• Dichiarazione Redditi Persone Fisiche

    Redditi PF 2024: quadro RQ e imposta riallineamento magazzino

    Con Provvedimento n 68687 del 28 febbraio le entrate hanno approvato il Modello redditi PF 2024 e le relative istruzioni.

    Tra le novità si segnala nel quadro RQ del Modello redditi PF 3 è stata inserita la sezione XXVII dedicata all’imposta sostitutiva sulle esistenze iniziali dei beni, che consente agli esercenti attività d’impresa che non adottano i principi contabili internazionali nella redazione del bilancio, l’adeguamento delle esistenze iniziali dei beni alla cui produzione o al cui scambio è diretta l’attività dell’impresa. 

    L’adeguamento è condizionato al pagamento di un’imposta sostitutiva sui redditi e dell’IRAP pari al 18 per cento e al pagamento dell’IVA (art. 1, commi da 78 a 85, della legge 30 dicembre 2023, n. 213).

    Redditi PF 2024: quadro RQ sezione XXVII

    Per il periodo d’imposta in corso al 30 settembre 2023, gli esercenti attività d’impresa OIC adopter, che non adottano i principi contabili internazionali nella redazione del bilancio, possono procedere all’adeguamento delle esistenze iniziali dei beni di cui all’art. 92 del TUIR (art. 1, commi da 78 a 84, della legge 30 dicembre 2023, n. 213 Legge di Bilancio 2024.)

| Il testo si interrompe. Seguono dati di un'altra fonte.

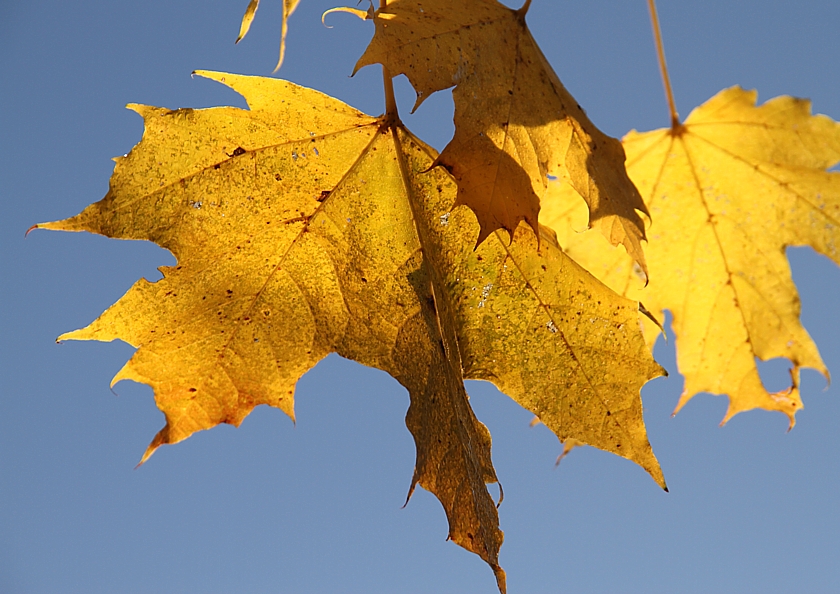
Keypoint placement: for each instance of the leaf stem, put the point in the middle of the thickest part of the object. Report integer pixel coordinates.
(391, 112)
(663, 67)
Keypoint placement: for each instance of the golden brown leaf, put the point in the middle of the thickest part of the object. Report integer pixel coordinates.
(289, 7)
(729, 190)
(515, 123)
(303, 227)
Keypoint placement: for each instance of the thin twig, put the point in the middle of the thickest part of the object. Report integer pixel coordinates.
(663, 68)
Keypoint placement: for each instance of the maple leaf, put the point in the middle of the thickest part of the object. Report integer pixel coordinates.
(729, 190)
(303, 227)
(515, 123)
(289, 7)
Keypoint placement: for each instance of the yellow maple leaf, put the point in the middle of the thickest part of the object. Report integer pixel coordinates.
(515, 123)
(728, 190)
(289, 7)
(303, 227)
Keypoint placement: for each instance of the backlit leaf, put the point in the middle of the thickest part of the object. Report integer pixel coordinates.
(303, 227)
(728, 191)
(515, 123)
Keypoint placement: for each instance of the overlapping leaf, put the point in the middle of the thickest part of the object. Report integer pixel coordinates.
(515, 123)
(303, 227)
(728, 191)
(289, 7)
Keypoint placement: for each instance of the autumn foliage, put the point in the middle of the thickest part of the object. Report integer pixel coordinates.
(303, 227)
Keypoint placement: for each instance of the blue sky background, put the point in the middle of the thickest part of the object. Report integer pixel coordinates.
(316, 507)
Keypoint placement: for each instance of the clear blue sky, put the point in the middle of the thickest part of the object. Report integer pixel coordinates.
(316, 507)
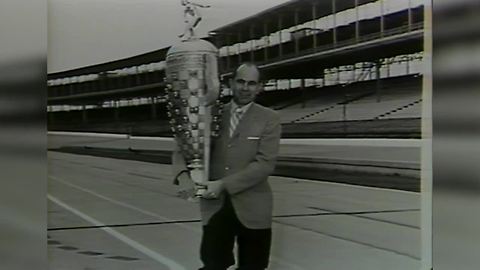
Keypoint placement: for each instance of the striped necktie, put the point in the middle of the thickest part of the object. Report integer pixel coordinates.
(234, 120)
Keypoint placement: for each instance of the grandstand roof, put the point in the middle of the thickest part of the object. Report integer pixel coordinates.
(150, 57)
(270, 17)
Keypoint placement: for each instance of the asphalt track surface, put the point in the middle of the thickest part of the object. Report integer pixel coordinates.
(120, 214)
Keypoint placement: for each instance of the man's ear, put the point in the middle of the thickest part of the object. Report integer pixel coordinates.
(260, 88)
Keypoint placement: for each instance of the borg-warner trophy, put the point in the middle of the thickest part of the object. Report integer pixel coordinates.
(194, 108)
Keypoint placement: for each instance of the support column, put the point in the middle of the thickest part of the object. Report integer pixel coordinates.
(252, 47)
(228, 52)
(388, 64)
(280, 46)
(357, 23)
(51, 116)
(354, 69)
(382, 19)
(296, 28)
(116, 111)
(338, 75)
(239, 45)
(410, 15)
(84, 115)
(302, 89)
(334, 29)
(267, 43)
(154, 108)
(408, 64)
(314, 19)
(378, 65)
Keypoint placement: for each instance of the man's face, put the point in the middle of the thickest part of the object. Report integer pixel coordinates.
(245, 85)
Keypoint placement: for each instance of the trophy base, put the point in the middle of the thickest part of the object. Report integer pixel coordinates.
(200, 191)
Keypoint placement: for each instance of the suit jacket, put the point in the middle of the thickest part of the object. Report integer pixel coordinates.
(244, 162)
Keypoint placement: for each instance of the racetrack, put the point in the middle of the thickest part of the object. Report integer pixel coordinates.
(121, 214)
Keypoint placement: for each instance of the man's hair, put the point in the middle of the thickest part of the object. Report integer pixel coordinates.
(247, 64)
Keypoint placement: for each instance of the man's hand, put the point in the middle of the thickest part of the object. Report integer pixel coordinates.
(214, 189)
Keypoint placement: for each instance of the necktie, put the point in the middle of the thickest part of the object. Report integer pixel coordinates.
(234, 119)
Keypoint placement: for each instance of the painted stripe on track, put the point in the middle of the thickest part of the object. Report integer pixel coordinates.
(332, 142)
(171, 264)
(126, 205)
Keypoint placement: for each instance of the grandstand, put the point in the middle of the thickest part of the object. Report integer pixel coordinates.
(326, 65)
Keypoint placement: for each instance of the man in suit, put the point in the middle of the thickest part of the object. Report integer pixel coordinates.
(237, 205)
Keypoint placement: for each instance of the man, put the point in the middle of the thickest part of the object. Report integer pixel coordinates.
(237, 205)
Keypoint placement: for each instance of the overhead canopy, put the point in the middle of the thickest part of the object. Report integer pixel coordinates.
(253, 27)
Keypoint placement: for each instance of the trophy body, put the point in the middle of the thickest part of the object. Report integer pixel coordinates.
(193, 92)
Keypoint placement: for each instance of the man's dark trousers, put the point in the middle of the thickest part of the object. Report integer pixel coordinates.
(218, 239)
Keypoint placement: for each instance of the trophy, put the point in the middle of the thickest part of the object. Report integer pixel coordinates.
(194, 107)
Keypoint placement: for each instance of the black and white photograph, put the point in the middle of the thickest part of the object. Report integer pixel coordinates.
(249, 135)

    L’adeguamento può essere effettuato mediante l’eliminazione delle esistenze iniziali di quantità o valori superiori a quelli effettivi nonchè mediante l’iscrizione delle esistenze iniziali in precedenza omesse.

    L’adeguamento comporta, in caso di eliminazione di valori o in caso di iscrizione di valori, il pagamento di un’imposta sostitutiva dell’imposta sui redditi e dell’IRAP, inoltre, in caso di eliminazione di valori, l’adeguamento comporta il pagamento dell’imposta sul valore aggiunto come determinati nella presente sezione.

    I valori risultanti dalle variazioni indicate sono riconosciuti ai fini civilistici e fiscali a decorrere dal periodo d’imposta in corso al 30 settembre 2023.

    L’imposta sostitutiva non è deducibile ai fini delle imposte sui redditi e relative addizionali nonché dell’IRAP.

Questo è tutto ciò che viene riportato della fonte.